サーヴァントの手から、キャスターはともかくマスターは逃げることは難しいだろう。ならば、戦うことになるだろうが、そうなったらバーサーカー陣営が圧倒的に優勢だ。
「まあ、そうですねえ。やられっぱなしというのは面白くないですからね」
キャスターは、あくびをする。
「あら?何ができるのかしら。陣地にいないキャスター風情に」
ええ、そうですね。
キャスターはアリスの問いに肯定で返す。しかし、目を細め、さらに続ける。
「私はともかく、私のマスターはどうでしょうね?」
「どういうことかしら?」
ライトは何をするでもない。彼は、そこに立っているだけだ。当然、何か目立った変化はない。
本当だろうか?
改めて、アリスはライトを見る。何かがおかしい。彼女は違和感の元を探る。
「なるほどね」
彼の左目は、深い夜闇を照らす星のように黄金に輝いている。その瞳は、アリスのすべて、それこそ今まで生きてきた全てを見通すかのように、ますます光を強める。
「早坂有栖一九歳。能力は後の先を取ること?そして、生まれは旧東京新宿」
唐突に繰り出された言葉。アリスは一瞬、それが何かわからず固まる。
「…」
「父と母と、それから弟」
「そこまでわかるなんて、大したものね」
彼女は感心したようにつぶやき、初めて好奇の視線でライトとキャスターを見る。彼はしかし、申し訳なさそうに静かに口を開く。
「僕は、他の参加者、つまり君の敵対者にこれを言うことができる。
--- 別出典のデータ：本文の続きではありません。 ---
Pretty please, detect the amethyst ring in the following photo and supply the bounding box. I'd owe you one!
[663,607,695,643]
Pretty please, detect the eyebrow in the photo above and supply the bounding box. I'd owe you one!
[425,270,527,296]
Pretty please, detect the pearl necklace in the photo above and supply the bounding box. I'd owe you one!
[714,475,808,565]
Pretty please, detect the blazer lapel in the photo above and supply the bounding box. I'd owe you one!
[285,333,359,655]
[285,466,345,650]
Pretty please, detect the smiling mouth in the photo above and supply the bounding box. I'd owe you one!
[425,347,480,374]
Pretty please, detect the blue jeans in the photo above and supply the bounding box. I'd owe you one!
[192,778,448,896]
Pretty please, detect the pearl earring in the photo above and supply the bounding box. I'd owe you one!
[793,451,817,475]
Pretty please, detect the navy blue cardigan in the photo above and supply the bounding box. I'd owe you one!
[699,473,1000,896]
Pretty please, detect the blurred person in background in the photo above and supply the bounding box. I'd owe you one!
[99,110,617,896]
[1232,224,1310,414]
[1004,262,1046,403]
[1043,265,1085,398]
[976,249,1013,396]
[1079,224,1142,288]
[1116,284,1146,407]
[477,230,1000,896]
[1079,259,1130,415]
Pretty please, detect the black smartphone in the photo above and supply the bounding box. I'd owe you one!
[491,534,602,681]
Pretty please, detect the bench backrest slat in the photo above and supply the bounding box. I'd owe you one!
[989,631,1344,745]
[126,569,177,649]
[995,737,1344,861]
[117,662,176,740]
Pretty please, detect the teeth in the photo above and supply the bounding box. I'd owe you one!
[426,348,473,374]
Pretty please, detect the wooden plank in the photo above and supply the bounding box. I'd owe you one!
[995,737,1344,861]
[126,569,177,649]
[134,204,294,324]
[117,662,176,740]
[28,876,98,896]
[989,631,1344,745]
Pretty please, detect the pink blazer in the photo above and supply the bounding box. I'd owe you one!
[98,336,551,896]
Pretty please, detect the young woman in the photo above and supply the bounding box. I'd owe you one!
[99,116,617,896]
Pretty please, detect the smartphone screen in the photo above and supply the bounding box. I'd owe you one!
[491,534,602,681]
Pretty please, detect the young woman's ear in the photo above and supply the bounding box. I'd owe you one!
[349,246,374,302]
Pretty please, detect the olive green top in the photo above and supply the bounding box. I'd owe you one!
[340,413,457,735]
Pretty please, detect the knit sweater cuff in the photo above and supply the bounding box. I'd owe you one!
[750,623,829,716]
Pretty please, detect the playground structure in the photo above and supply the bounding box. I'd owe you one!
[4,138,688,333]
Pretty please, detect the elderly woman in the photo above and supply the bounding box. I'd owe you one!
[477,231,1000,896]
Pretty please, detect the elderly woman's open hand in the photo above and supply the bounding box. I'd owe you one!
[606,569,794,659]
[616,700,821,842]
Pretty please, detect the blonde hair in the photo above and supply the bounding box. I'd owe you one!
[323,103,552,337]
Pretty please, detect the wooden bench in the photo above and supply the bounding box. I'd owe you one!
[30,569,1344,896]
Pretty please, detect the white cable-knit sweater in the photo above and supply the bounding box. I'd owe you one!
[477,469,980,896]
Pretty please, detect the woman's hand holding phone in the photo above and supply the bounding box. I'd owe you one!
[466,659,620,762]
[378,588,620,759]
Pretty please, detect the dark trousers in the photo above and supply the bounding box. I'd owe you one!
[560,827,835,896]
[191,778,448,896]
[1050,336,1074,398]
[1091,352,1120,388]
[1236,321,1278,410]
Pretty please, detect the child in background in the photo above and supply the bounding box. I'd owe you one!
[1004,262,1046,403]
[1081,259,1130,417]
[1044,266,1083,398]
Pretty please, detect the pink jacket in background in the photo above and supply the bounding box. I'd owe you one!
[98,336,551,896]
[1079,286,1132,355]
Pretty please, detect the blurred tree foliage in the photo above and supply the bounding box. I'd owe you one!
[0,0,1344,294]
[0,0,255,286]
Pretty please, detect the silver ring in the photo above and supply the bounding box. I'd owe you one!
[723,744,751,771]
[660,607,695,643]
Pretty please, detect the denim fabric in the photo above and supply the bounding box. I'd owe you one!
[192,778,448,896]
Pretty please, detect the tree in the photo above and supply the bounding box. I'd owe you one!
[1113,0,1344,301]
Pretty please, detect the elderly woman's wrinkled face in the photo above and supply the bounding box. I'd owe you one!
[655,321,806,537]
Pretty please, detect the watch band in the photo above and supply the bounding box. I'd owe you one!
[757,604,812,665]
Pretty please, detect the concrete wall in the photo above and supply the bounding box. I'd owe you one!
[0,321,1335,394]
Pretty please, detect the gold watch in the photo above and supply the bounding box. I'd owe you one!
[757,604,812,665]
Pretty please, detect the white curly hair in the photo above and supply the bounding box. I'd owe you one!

だから、ここは退いてくれないだろうか」
「バーサーカー、準備は出来ているわね?」
アリスはバーサーカーに声をかける。
「その程度で、私が止まると思ったら大間違いよ。あなたをここで、殺して禍根を断ってしまったほうがはるかに好ましい」
「偽り…。貴様たちも粛清対象だ」
バーサーカー、アリス共に臨戦態勢である。さしものライトも、さすがに応戦することを考えたのか、キャスターを見る。
「うふふ」
しかし、貝紫の魔術師は余裕のある態度を崩さない。
「何がおかしい、詐術師」
「やはり、貴方のマスターはお可愛いことで」
彼女はパン、と手を叩く。
「キャスター、これは…?」
ライトが驚くのも無理はない。不完全とはいえ、一瞬にして白い聖堂が彼女の周囲に立っていたのだ。魔術師は狂戦士に高らかに宣言する。
「ここは、もはや我々の領地。この意味は御分かりですね?」
「…こんな虚構、私とバーサーカーに通用するとでも?」
キャスターは肩をすくめる。
「そうですね、負けるかもしれませんが、消耗はかなり強いることはできると思いますよ?仮に、次にセイバーあたりと会ったらどうなるでしょうね?」
多分、勝てないだろう。令呪が少ない以上、勝つとしたら一撃必殺を狙うくらいで行くべきなのだ。
けれども、アリスからしたら、ここで退くわけにはいかない。ライトは一見して誠実そうに見えるが、しかし彼が情報をばらまかないという保証はどこにもないし、またそれを引き出せるだけの材料はない。
「そうね、こちらとしても無意味な戦いはしたくないわね」
「そうだろう。なら」
「私と、同盟を結びなさい」
相手を倒せないならば、取り込んでしまえばいい。どのみちこちらが有利なのには変わらないのだ。相手の監視にもつながるから、一石二鳥だ。
「詐術、詐欺、霊媒…。滅ぼせ。正せ。根だやせ…!」
「黙っていてちょうだい」
バーサーカーが何かわめいているが、しかし黙らせる。
「無論、私が上であなたが配下だけれども」
「は、配下?」
突然の同盟の提案に続き、配下という言葉にライトはキョトンとした顔になる。
危ないかもしれないが、こちらから仕掛けた以上、さすがに体面は保ちたい。それに、キャスター陣営にとっても得な話だ。それを蹴るほど相手も馬鹿ではないだろう。
「僕はいいけど…」
彼はキャスターを見やる。意外なことに、彼女は少し不服そうな顔ではある。
「ダメなら、仕方ないわね。バーサーカーは戦いたがっているみたいだし、残念だけど…ねえ」
ここは、何とか押し切るしかない。アリスはそう考えて、さらに強硬に出る。
「キャスター…」
また、緊張が走る。まさか、一番理知的なキャスターがこの交渉を蹴るのか?そんな、危惧が去来する。
もし、そうなったら。
聖杯に手が届くことはなくなるだろう。
「承知しました」
彼女の回答は、しかし、その場にいる全員を安堵させるものだった。
「ただ、その代わり、こちらは基本的にマスターの想い人を探すのに専念させてもらいますね」
「…いいわ」
どのみち戦闘になったら、彼らも参加せざるを得ない。それに、本当にどうしようもないやつならば、後ろからさっくりやってしまえばいい。
アリスは手を差し出す。
ライトは、それを握り返す。
目標なき呉越同舟。まず、ありえないような代物だが、しかしここに同盟は成った。
この先彼らは何を始めるのだろうか?
それとも。斯く問われるべきだろうか。
即ち、彼らはどう終わりを迎えるのだろうか、と
アリスはセッションで一番好きなキャラでした。彼女の魅力を反映できていたら、幸いです。